The ”data lake”, a catchy new buzzword in analytics circles, has many people wondering if they still need a data warehouse. You may have heard that you can run analysis directly against the data lake, and that’s true. This quickly leads to the question, why build a data warehouse when you can have a data lake with a fraction of the effort?
Let’s start at the beginning. What exactly is a data lake?
Here’s how Gartner defines it: ”…enterprise-wide data management platforms for analyzing disparate sources of data in its native format…” Basically, a data lake is a collection of data from multiple sources that is loaded into a central repository in its native format. Ok, so what is it good for?

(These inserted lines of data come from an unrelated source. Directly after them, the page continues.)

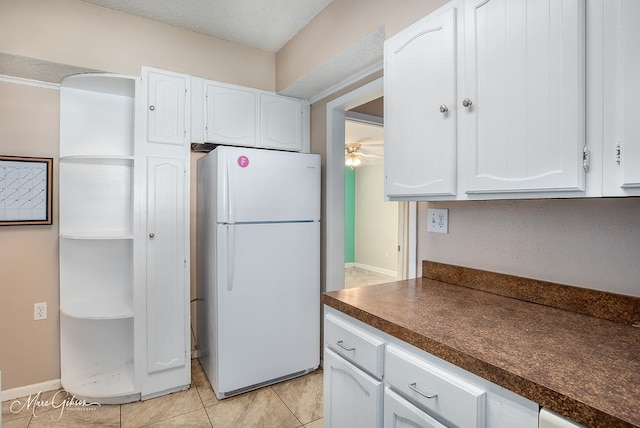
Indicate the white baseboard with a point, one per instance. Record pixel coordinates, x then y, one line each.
25 391
376 269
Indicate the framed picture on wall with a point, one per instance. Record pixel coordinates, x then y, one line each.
26 185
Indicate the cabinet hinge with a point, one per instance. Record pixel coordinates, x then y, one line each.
585 158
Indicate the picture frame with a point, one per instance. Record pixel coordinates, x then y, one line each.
26 191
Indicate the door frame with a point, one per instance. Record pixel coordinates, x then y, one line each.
334 214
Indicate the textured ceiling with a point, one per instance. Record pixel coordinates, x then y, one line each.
264 24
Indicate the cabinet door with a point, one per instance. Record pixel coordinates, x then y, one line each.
522 105
420 111
621 94
231 115
281 122
399 413
352 399
166 111
166 282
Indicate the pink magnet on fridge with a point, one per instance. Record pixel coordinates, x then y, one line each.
243 161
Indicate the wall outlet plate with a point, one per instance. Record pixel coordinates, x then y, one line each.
438 220
40 311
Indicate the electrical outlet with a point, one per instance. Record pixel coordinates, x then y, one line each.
438 220
40 311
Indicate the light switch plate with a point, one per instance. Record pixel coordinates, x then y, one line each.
438 220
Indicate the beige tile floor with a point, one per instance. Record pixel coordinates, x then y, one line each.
357 277
294 403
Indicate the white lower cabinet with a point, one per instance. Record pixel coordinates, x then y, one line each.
352 398
446 396
399 413
412 388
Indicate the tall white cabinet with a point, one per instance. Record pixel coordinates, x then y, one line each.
123 295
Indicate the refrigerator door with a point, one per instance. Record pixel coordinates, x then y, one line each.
257 185
268 302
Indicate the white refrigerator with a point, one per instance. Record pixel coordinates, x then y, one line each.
258 264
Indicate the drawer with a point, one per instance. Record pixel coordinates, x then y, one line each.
398 412
355 345
449 398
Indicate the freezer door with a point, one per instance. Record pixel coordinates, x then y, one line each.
268 302
257 185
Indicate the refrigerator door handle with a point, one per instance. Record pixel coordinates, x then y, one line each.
228 196
231 238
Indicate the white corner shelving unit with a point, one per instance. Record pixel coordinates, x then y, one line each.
97 116
124 235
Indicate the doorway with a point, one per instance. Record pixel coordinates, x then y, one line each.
335 220
371 238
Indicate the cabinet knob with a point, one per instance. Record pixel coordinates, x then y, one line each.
413 386
340 343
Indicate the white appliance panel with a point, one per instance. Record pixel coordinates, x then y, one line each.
257 185
268 301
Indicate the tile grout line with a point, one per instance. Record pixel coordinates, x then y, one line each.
287 406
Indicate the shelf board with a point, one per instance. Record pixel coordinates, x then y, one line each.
94 237
124 160
112 386
99 308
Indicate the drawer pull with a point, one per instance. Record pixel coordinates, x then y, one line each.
414 388
340 344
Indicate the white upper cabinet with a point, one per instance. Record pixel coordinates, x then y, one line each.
281 122
420 108
621 127
230 115
238 116
167 107
522 107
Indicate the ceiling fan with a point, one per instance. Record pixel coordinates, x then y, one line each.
355 154
364 142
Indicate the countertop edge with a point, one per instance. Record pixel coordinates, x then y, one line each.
544 396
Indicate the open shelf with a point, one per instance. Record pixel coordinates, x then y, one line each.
97 359
96 198
97 115
96 278
106 387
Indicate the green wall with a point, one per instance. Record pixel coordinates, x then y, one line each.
349 215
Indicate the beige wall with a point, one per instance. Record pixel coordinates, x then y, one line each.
593 243
376 220
81 34
29 350
340 25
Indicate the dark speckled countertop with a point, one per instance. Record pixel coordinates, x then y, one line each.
581 366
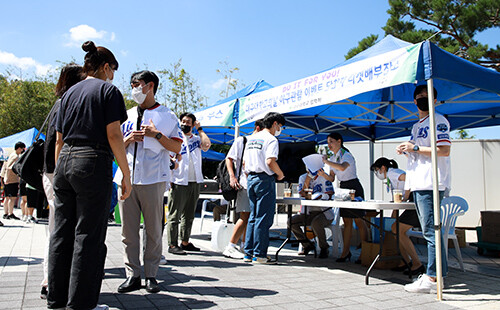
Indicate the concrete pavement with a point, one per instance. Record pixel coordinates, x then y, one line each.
209 280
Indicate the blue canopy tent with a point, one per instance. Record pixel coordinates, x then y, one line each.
26 136
370 97
212 155
220 120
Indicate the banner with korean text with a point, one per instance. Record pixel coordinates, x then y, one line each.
385 70
217 115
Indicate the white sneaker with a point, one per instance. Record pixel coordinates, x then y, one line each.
264 261
163 260
423 284
232 252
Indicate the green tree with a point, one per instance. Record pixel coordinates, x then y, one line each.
452 25
463 134
24 104
362 45
227 74
179 90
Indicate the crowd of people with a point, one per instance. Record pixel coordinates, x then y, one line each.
156 151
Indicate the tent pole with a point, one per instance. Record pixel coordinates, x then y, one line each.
371 146
236 130
435 189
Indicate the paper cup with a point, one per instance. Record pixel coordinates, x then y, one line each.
397 195
352 192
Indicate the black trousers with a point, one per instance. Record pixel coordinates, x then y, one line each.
82 186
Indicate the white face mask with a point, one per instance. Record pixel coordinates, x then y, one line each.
138 96
277 132
380 175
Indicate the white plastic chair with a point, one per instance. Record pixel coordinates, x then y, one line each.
451 208
204 211
335 235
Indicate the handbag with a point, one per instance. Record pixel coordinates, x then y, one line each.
29 166
221 232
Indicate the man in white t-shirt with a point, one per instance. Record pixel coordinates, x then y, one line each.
261 154
185 190
150 134
239 181
419 180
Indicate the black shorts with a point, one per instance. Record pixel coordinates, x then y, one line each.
22 188
11 189
356 185
410 217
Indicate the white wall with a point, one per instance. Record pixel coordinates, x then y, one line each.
475 173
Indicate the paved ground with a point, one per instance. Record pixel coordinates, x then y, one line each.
208 280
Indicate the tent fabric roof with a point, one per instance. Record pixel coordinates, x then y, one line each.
381 106
219 120
468 95
27 137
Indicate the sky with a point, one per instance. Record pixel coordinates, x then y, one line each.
277 41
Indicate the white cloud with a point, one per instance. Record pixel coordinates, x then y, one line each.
81 33
219 84
24 63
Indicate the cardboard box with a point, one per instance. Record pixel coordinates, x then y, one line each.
490 223
370 250
461 239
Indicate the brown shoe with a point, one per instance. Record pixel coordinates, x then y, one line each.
306 249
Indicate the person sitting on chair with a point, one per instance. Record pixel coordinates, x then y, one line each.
387 171
316 217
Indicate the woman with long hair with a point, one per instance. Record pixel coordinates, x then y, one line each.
69 76
394 178
87 136
343 165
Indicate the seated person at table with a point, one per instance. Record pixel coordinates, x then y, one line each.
316 217
394 178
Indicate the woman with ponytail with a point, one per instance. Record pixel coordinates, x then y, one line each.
394 178
343 165
88 134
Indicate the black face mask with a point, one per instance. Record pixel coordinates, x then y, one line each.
185 129
423 104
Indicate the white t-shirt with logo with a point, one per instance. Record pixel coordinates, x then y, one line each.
419 168
190 150
341 157
260 146
235 153
318 185
393 177
152 160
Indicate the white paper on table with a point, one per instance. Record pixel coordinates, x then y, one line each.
313 162
151 143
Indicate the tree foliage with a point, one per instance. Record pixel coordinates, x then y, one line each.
179 90
451 24
227 74
362 45
463 134
24 104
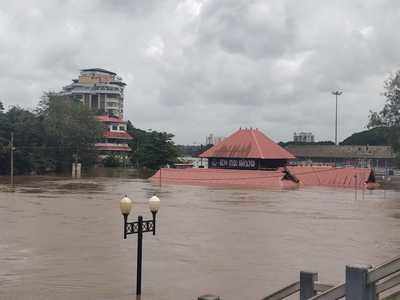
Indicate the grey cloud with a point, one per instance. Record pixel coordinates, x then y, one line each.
195 67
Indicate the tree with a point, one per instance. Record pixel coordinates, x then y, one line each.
70 131
152 149
374 137
389 116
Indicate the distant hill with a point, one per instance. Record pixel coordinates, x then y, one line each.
373 137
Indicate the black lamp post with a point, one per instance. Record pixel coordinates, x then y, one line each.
139 227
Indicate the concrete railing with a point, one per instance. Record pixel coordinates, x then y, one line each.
362 283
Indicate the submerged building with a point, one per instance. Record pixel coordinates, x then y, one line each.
248 158
99 89
248 149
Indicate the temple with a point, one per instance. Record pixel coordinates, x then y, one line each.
248 158
247 149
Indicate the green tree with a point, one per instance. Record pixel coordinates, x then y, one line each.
152 149
389 116
70 131
27 139
374 137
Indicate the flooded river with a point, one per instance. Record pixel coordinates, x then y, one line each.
62 238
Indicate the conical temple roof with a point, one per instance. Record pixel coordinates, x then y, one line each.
247 143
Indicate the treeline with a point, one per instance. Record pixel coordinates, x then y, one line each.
59 131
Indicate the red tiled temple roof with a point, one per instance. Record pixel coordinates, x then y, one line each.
105 119
299 176
117 135
248 143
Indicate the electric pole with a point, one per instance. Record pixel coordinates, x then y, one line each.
336 93
12 159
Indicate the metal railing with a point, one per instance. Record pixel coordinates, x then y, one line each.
362 282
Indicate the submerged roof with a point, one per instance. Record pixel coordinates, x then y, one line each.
248 143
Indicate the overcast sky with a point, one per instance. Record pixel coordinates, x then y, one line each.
196 67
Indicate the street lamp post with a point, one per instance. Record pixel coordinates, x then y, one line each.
138 228
336 93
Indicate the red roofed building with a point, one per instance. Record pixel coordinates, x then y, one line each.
247 149
115 138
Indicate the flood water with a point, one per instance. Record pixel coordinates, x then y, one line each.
62 238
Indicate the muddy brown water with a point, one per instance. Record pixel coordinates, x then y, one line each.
61 238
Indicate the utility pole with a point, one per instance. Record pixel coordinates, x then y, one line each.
336 93
12 159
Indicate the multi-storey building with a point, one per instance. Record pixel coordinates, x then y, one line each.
114 138
303 137
103 92
99 89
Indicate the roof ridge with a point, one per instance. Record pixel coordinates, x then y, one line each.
257 144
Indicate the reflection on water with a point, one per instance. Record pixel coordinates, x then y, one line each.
62 238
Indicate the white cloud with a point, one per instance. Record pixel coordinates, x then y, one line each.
195 67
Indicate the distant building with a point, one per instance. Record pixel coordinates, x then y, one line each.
358 156
303 137
99 89
213 140
115 138
103 92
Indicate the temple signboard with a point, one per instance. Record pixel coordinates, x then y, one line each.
233 163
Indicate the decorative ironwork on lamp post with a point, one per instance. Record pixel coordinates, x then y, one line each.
138 228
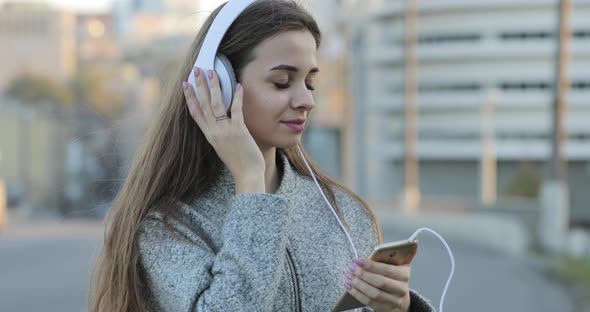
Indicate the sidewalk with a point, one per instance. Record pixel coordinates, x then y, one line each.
498 233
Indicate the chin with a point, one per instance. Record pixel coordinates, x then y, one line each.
288 142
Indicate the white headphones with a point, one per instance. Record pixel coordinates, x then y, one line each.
209 58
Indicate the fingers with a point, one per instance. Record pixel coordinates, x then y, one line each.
217 106
396 272
381 282
370 295
236 106
203 95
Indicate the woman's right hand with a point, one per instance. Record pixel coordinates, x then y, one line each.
230 138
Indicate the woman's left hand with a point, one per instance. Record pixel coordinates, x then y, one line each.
381 286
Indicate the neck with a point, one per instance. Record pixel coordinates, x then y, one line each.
271 175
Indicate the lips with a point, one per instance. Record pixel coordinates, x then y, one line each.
295 121
296 124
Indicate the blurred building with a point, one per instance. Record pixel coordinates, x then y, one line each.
470 53
36 38
32 145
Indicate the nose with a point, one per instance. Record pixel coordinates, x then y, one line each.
302 98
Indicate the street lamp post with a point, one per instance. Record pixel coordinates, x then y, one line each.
554 219
411 166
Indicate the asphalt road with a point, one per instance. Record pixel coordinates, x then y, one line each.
46 267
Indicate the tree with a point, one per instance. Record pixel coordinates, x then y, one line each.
35 89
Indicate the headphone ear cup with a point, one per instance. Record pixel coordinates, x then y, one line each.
227 79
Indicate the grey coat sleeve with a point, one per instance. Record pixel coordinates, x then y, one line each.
185 275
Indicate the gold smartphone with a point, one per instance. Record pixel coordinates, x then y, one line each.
395 253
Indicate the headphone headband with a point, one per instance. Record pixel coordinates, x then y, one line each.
206 57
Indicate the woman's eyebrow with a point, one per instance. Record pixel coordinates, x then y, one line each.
292 68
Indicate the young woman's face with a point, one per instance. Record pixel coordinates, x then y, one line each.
277 88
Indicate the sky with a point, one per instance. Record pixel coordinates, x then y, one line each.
102 5
73 5
82 6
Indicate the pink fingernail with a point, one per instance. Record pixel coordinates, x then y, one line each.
349 275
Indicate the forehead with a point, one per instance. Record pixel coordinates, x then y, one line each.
295 47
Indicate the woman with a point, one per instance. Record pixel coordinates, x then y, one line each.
221 214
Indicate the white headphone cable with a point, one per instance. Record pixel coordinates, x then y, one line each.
413 238
328 202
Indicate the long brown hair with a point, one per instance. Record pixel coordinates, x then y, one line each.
175 144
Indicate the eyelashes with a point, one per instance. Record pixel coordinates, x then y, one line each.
286 85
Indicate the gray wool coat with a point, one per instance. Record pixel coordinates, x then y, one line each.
255 252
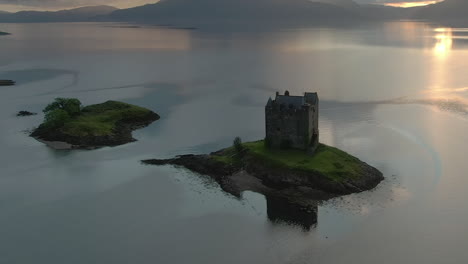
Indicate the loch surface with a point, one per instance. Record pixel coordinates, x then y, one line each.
394 95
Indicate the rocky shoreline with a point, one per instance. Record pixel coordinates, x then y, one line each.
255 175
122 134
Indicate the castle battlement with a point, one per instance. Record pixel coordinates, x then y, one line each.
292 121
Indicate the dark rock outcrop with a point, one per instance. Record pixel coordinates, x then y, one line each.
122 134
25 113
281 182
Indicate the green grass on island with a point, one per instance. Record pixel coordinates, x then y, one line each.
71 119
335 164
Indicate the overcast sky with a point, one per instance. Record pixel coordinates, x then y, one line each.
16 5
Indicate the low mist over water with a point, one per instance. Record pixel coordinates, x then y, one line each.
392 94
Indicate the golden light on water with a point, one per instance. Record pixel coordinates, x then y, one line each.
412 4
444 42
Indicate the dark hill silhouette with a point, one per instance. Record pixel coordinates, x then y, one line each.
237 11
70 15
448 12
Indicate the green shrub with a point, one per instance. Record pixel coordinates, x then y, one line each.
285 144
238 146
56 118
70 105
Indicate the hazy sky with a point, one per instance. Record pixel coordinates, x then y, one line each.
16 5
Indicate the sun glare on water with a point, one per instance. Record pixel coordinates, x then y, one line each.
412 4
444 42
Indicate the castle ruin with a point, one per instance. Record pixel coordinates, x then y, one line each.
292 122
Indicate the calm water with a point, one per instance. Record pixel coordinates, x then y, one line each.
393 94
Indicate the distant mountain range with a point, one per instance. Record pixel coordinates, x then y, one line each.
236 11
271 12
82 14
447 12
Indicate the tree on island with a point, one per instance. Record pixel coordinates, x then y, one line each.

Because the data in the lake is “raw”, it is best suited for data scientists to use when attempting to train models, uncover trends, and such. The data lake is not a good solution for organizations seeking to track promotion performance, identify the most valuable customers, track performance against enterprise goals, etc. This type of analysis requires integrated, cleaned and conformed data. Try a little experiment to prove it to yourself: Connect to your organization’s ERP system and start digging through the hundreds or thousands of tables to see how quickly you can produce a quarterly budget versus actual report. If you have additional ERP systems or other data sources you need for your analysis the problem gets even more difficult to say the least.
In other words, while a data lake and a data warehouse may both be fed from the same data sources, their use cases differ greatly. One does not replace the other, and both are very useful. The term data lake may be new, but the concept is quite old. Often data warehousing includes an initial staging point which could be considered a data lake. This data is not conformed, not integrated, and typically not trimmed. It is raw data that could be useful to skilled data scientists, but it is far less useful to the typical business analyst and nearly worthless to the non-technical manager. Even with a strong knowledge of SQL it will take countless hours to join, organize and conform the data into data structures that accurately represent operations and can be used for analysis.
In summary, data lakes can be a valuable resource for organizations looking to conduct advanced statistical analysis on huge volumes of data, but they aren’t a replacement for data warehouses. Sure, you could use a data lake to create an accurate EBITDA by business unit, but to do so you will need to first figure out how to integrate & conform the source data, essentially the same steps you go through to create a data warehouse, only your resulting solution will be single-use whereas a data warehouse is an automated solution that remains up-to-date..